Han Eugene, Han Kyung-Do, Lee Yong-Ho, Kim Kyung-Soo, Hong Sangmo, Park Jung Hwan, Park Cheol-Young
Division of Endocrinology and Metabolism, Department of Internal Medicine, Keimyung University School of Medicine, Daegu, Korea.
Department of Statistics and Actuarial Science, Soongsil University, Seoul, Korea.

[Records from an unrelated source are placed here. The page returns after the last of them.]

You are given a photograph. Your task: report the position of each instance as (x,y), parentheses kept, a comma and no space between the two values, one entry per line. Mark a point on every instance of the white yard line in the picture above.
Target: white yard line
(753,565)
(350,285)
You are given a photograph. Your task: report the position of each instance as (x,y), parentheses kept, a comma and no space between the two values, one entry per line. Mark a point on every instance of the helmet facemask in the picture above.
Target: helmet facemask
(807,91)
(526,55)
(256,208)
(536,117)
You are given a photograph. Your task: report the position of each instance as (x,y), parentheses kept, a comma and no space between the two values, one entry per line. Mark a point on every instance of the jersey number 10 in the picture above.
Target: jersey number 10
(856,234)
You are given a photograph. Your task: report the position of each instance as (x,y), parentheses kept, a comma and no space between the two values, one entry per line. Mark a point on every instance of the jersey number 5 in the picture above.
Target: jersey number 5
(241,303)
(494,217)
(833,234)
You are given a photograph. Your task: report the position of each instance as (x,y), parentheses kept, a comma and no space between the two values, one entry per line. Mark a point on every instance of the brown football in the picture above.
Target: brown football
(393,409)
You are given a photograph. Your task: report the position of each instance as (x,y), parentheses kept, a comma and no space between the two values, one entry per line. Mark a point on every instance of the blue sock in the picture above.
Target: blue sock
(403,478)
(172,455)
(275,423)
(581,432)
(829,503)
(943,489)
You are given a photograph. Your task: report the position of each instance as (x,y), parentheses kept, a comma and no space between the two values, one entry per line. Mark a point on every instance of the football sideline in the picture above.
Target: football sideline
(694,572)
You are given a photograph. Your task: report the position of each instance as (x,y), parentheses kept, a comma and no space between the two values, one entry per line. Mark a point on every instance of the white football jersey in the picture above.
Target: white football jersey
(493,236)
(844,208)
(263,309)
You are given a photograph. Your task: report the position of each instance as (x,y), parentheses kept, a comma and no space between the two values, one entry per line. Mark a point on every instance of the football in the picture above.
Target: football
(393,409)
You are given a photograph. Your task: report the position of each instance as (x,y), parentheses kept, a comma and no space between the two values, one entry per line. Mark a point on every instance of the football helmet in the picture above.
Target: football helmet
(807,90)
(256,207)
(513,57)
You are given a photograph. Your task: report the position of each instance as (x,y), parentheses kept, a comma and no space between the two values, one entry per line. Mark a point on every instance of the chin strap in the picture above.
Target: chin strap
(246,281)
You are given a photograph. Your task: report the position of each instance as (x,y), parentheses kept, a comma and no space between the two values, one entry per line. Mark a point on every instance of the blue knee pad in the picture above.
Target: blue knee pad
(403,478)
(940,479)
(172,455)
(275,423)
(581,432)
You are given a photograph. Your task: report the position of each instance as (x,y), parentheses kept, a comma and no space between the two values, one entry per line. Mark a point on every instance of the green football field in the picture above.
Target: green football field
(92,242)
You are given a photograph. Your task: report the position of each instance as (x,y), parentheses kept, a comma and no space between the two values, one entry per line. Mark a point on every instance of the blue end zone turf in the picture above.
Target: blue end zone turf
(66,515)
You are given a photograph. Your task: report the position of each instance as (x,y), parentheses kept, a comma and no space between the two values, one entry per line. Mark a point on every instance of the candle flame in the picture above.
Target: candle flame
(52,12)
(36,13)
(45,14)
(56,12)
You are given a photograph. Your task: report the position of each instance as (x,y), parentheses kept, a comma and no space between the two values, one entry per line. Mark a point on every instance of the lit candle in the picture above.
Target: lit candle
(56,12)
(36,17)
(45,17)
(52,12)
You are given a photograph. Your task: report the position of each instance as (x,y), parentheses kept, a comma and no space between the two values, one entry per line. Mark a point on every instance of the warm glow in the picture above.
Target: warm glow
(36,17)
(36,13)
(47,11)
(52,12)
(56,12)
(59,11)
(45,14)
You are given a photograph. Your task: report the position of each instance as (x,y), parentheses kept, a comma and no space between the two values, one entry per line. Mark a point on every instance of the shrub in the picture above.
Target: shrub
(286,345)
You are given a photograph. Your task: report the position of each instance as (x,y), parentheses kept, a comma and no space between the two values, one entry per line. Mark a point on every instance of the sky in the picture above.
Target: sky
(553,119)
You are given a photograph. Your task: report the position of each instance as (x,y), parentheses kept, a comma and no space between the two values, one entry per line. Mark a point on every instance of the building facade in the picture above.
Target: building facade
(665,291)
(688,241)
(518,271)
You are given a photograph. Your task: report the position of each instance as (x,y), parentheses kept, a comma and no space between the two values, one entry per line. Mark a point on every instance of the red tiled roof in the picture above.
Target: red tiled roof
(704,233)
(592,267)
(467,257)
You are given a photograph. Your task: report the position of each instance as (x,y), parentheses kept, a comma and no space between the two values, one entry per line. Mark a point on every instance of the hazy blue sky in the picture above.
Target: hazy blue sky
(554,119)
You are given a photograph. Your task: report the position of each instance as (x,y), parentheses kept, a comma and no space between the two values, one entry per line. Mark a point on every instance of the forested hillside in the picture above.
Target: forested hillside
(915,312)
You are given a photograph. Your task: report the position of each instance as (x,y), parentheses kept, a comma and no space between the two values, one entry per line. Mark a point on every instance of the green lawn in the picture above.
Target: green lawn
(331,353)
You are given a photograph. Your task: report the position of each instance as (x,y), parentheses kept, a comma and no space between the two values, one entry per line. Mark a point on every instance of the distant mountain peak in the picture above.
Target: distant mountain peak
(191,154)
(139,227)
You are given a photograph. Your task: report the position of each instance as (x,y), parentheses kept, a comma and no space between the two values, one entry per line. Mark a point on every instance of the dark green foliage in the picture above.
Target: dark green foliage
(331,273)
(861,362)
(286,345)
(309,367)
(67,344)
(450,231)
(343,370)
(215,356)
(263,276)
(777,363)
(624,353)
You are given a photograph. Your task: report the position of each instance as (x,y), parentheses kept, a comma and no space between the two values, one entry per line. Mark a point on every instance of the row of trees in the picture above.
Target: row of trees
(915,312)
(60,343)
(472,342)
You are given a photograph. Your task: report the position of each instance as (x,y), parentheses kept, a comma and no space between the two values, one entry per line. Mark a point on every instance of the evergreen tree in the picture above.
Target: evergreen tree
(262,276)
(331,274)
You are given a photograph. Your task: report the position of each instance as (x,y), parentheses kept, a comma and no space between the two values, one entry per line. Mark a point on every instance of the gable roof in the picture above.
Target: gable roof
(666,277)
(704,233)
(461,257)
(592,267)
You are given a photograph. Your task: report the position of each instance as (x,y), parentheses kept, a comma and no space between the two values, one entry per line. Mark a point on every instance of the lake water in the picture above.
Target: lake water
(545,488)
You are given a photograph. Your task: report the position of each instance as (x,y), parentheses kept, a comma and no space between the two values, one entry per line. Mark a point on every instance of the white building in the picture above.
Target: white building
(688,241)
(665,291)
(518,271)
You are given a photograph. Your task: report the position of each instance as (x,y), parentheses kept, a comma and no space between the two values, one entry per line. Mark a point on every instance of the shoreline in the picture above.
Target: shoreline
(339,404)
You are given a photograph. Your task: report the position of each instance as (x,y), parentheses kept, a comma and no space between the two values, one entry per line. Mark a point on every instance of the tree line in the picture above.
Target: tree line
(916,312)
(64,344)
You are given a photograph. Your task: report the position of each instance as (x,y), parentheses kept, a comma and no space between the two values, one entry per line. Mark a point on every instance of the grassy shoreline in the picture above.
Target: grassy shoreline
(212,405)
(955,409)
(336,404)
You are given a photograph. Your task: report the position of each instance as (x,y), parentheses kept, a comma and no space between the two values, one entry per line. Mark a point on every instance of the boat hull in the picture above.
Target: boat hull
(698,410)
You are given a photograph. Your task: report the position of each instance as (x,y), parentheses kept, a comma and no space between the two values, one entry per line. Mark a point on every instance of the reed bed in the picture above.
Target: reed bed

Cardiovasc Diabetol. 2025 Jul 15;24(1):289. doi: 10.1186/s12933-025-02824-3.
We investigated the risk of type 2 diabetes (T2DM) and related comorbidities including cardiovascular disease (CVD), and mortality, based on changes in metabolic dysfunction associated steatotic liver disease (MASLD).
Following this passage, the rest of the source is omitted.